The Seismometer is an instrument designed to measure the motions of the ground. This includes seismic waves generated by earthquakes, nuclear explosions, and other seismic sources. Records of these activities allow seismologists to map the interior of the Earth, and locate and measure the size of the different sources.
There are also seismographs, which is sometimes used in place of the word seismometer. However, a seismograph is the older instrument in which the measuring and recording of ground motion were combined. In modern instruments they are separate functions.
They are both different from seismoscopes since they create a continuous record of ground motion. Seismoscopes only indicate that motion has occurred. The seismometer is composed of a weight that can move relative to the instrument frame. They also have a means of recording the motion of the mass relative to the frame.
Motion on the ground moves the frame; however, the mass tends not to move because of inertia. The motion between the frame and the mass can be measured to determine the motion of the ground.
Any motion of the ground moves the frame. The mass tends not to move because of its inertia, and by measuring the motion between the frame and the mass the motion of the ground can be determined, even though the mass does move. Early instruments used optical levers to amplify the small motions involved.
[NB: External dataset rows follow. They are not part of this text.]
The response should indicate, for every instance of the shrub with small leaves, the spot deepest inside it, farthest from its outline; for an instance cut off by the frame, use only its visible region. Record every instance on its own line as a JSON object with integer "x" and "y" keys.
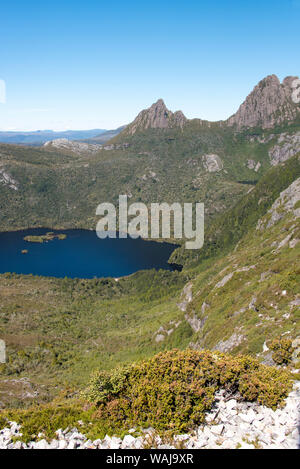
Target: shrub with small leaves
{"x": 174, "y": 389}
{"x": 282, "y": 351}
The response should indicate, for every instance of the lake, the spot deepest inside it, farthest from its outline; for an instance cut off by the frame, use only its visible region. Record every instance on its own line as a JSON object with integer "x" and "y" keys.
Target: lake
{"x": 81, "y": 255}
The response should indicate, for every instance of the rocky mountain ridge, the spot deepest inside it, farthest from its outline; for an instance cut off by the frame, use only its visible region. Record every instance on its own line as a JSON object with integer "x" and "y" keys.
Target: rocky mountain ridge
{"x": 156, "y": 116}
{"x": 269, "y": 104}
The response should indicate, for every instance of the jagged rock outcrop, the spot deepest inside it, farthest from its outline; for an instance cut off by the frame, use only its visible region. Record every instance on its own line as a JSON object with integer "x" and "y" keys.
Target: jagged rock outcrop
{"x": 155, "y": 117}
{"x": 287, "y": 202}
{"x": 251, "y": 164}
{"x": 270, "y": 103}
{"x": 212, "y": 163}
{"x": 74, "y": 146}
{"x": 230, "y": 424}
{"x": 286, "y": 147}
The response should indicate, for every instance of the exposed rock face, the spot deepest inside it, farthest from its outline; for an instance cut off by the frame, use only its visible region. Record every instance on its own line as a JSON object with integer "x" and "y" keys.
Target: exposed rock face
{"x": 285, "y": 203}
{"x": 156, "y": 117}
{"x": 230, "y": 424}
{"x": 229, "y": 344}
{"x": 286, "y": 147}
{"x": 186, "y": 296}
{"x": 270, "y": 103}
{"x": 212, "y": 163}
{"x": 251, "y": 164}
{"x": 76, "y": 147}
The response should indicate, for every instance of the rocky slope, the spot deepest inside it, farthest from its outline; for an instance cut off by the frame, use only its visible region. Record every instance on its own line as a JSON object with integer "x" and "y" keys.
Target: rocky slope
{"x": 230, "y": 425}
{"x": 270, "y": 103}
{"x": 155, "y": 117}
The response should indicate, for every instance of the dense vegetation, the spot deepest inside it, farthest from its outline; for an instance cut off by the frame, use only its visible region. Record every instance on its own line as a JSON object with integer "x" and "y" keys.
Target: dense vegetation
{"x": 57, "y": 331}
{"x": 171, "y": 391}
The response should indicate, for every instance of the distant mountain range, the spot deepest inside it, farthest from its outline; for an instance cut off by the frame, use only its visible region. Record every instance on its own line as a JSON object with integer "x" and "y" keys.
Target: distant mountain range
{"x": 39, "y": 137}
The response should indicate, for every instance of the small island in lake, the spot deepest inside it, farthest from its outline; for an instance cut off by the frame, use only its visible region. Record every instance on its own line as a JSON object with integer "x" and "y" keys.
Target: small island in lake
{"x": 44, "y": 238}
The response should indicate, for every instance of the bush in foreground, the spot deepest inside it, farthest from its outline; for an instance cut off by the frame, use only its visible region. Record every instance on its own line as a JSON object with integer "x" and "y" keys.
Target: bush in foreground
{"x": 174, "y": 389}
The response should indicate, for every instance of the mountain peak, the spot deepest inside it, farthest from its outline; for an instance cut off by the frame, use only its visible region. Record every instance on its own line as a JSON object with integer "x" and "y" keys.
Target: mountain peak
{"x": 269, "y": 104}
{"x": 156, "y": 116}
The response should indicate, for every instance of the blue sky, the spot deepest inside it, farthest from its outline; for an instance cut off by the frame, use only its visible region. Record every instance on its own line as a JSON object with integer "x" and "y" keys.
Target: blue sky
{"x": 95, "y": 64}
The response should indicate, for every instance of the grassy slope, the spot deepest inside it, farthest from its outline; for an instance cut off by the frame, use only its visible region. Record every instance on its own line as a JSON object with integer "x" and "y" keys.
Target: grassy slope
{"x": 58, "y": 331}
{"x": 57, "y": 189}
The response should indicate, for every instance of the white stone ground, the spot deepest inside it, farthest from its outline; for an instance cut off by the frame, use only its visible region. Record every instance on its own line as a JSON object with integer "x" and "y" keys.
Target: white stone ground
{"x": 229, "y": 425}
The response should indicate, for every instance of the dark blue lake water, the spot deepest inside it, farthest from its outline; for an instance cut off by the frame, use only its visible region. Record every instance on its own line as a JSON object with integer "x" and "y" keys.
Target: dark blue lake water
{"x": 82, "y": 254}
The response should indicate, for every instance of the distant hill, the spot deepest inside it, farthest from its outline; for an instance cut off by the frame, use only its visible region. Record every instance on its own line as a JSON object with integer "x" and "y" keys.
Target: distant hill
{"x": 39, "y": 137}
{"x": 105, "y": 136}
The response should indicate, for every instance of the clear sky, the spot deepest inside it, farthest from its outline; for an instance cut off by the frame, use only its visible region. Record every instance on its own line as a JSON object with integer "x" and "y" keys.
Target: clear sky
{"x": 95, "y": 64}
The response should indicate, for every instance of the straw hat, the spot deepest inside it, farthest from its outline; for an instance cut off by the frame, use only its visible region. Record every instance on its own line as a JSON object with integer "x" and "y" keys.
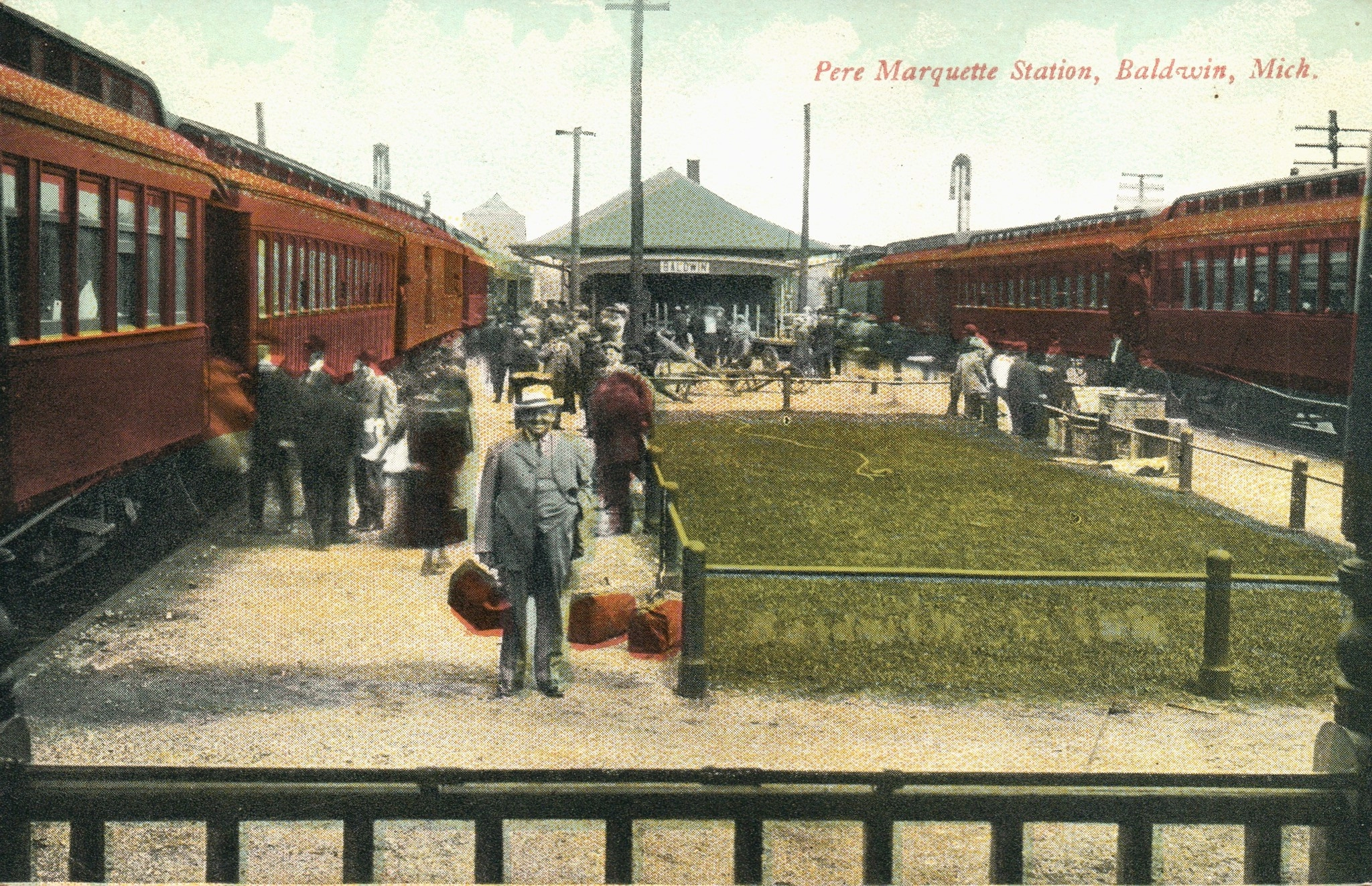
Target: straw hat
{"x": 537, "y": 396}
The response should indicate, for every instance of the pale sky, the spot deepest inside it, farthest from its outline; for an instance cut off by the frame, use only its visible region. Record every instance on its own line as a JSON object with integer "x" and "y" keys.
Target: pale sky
{"x": 470, "y": 94}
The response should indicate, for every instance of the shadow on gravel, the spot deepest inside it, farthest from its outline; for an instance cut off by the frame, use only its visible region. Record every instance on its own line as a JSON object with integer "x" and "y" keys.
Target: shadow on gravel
{"x": 158, "y": 693}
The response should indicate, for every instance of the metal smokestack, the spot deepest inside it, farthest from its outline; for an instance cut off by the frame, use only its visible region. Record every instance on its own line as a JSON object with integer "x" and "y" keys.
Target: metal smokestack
{"x": 382, "y": 166}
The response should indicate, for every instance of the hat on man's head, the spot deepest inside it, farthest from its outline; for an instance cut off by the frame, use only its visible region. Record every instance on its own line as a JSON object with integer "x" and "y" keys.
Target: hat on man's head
{"x": 537, "y": 396}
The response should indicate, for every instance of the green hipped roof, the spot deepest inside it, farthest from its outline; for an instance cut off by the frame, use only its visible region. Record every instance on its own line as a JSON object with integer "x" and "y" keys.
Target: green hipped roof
{"x": 678, "y": 216}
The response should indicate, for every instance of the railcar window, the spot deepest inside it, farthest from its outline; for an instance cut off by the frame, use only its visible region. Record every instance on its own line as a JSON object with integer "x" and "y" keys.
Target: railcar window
{"x": 17, "y": 50}
{"x": 9, "y": 199}
{"x": 1239, "y": 280}
{"x": 127, "y": 261}
{"x": 90, "y": 254}
{"x": 56, "y": 64}
{"x": 1308, "y": 281}
{"x": 263, "y": 307}
{"x": 1261, "y": 279}
{"x": 154, "y": 202}
{"x": 1220, "y": 280}
{"x": 1339, "y": 295}
{"x": 1282, "y": 280}
{"x": 54, "y": 226}
{"x": 277, "y": 272}
{"x": 183, "y": 261}
{"x": 88, "y": 80}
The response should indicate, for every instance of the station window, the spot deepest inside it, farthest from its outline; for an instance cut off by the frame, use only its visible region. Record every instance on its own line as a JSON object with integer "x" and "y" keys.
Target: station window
{"x": 127, "y": 261}
{"x": 1220, "y": 281}
{"x": 10, "y": 201}
{"x": 54, "y": 231}
{"x": 1261, "y": 279}
{"x": 1239, "y": 280}
{"x": 1308, "y": 277}
{"x": 154, "y": 204}
{"x": 183, "y": 261}
{"x": 1282, "y": 279}
{"x": 1339, "y": 297}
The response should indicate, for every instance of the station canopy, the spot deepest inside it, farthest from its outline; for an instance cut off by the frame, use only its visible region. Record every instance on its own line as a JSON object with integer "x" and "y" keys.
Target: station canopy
{"x": 679, "y": 217}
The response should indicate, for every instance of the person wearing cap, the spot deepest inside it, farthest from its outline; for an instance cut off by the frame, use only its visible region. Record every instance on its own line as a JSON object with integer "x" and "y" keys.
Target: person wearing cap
{"x": 318, "y": 378}
{"x": 1025, "y": 395}
{"x": 527, "y": 515}
{"x": 618, "y": 415}
{"x": 277, "y": 404}
{"x": 379, "y": 401}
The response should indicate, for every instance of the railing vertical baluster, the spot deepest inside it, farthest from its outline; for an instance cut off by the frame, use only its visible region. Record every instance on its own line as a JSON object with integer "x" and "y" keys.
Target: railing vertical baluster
{"x": 15, "y": 840}
{"x": 1184, "y": 459}
{"x": 358, "y": 849}
{"x": 619, "y": 851}
{"x": 691, "y": 675}
{"x": 1263, "y": 852}
{"x": 878, "y": 848}
{"x": 490, "y": 851}
{"x": 1134, "y": 848}
{"x": 1216, "y": 679}
{"x": 1008, "y": 852}
{"x": 86, "y": 853}
{"x": 748, "y": 851}
{"x": 1300, "y": 480}
{"x": 221, "y": 851}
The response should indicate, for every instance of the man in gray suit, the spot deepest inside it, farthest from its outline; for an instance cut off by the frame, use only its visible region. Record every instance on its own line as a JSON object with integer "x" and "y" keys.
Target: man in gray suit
{"x": 527, "y": 518}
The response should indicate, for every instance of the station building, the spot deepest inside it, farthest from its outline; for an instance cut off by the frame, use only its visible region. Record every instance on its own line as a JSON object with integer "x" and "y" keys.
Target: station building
{"x": 699, "y": 250}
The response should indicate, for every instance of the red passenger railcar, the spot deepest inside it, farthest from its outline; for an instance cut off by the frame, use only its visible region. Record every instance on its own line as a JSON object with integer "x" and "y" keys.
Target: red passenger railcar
{"x": 103, "y": 220}
{"x": 1242, "y": 294}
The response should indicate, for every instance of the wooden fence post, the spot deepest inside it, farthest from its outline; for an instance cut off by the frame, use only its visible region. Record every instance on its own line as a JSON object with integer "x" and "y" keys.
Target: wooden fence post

Modern instruments use electronics. Through the use of an electronic feedback loop the newer systems keep the mass nearly motionless. In some systems the weight is allowed to move, this design is often used in the geophones used in seismic surveys for oil and gas. Professional observatories have instruments that measure three axis: north-south, east-west, and the vertical. The vertical is most often used because it is less noisy and gives better records of some seismic waves.
A solid foundation is critical for seismic reading. Sometimes they are mounted on bedrock, while others might be in boreholes to avoid thermal effects. Others are put in insulated enclosure on small buried piers of un-reinforced concrete. These modern instruments use sensors, amplifiers, and recording devices covering a wide range of frequencies. There is some distortion within the signals in these machines however the professionally designed systems have carefully characterized frequency transforms.
The instruments come in three main varieties: short period, long period and broadband. Velocity is measured using the short and long period; however they go off-scale when ground motion is strong enough to be felt by people.
There are digital and analog output seismographs. The analog require analog recording equipment and sometimes analog-to-digital converter. Digital seismographs can be simply input to a computer.
The broadband seismograph records in a broad range of frequencies. It consists of a small “proof mass”, confined by electrical forces and driven by sophisticated electronics. Through the use of a feedback the mass is held in place then the amount of force necessary to hold it back is recorded.
Most seismographs measure the ground motion using the distance sensor. The voltage generated in a sense coil measures the velocity of the ground. The current provides a sensitive, accurate measurement of the force between the mass and frame, thus measuring directly the ground’s acceleration.
Even a small wind can cause problems with the buoyancy of the seismographs. That is why many of them are sealed in rigid gas-tight enclosures. Since the Earth’s magnetic field moves most seismographs are made with moving parts that interact minimally with magnetic fields. Many are also constructed of low expansion materials so that temperature does not affect the reading.
The seismometer can also determine the center of the earthquake by taking readings on the seismic waves.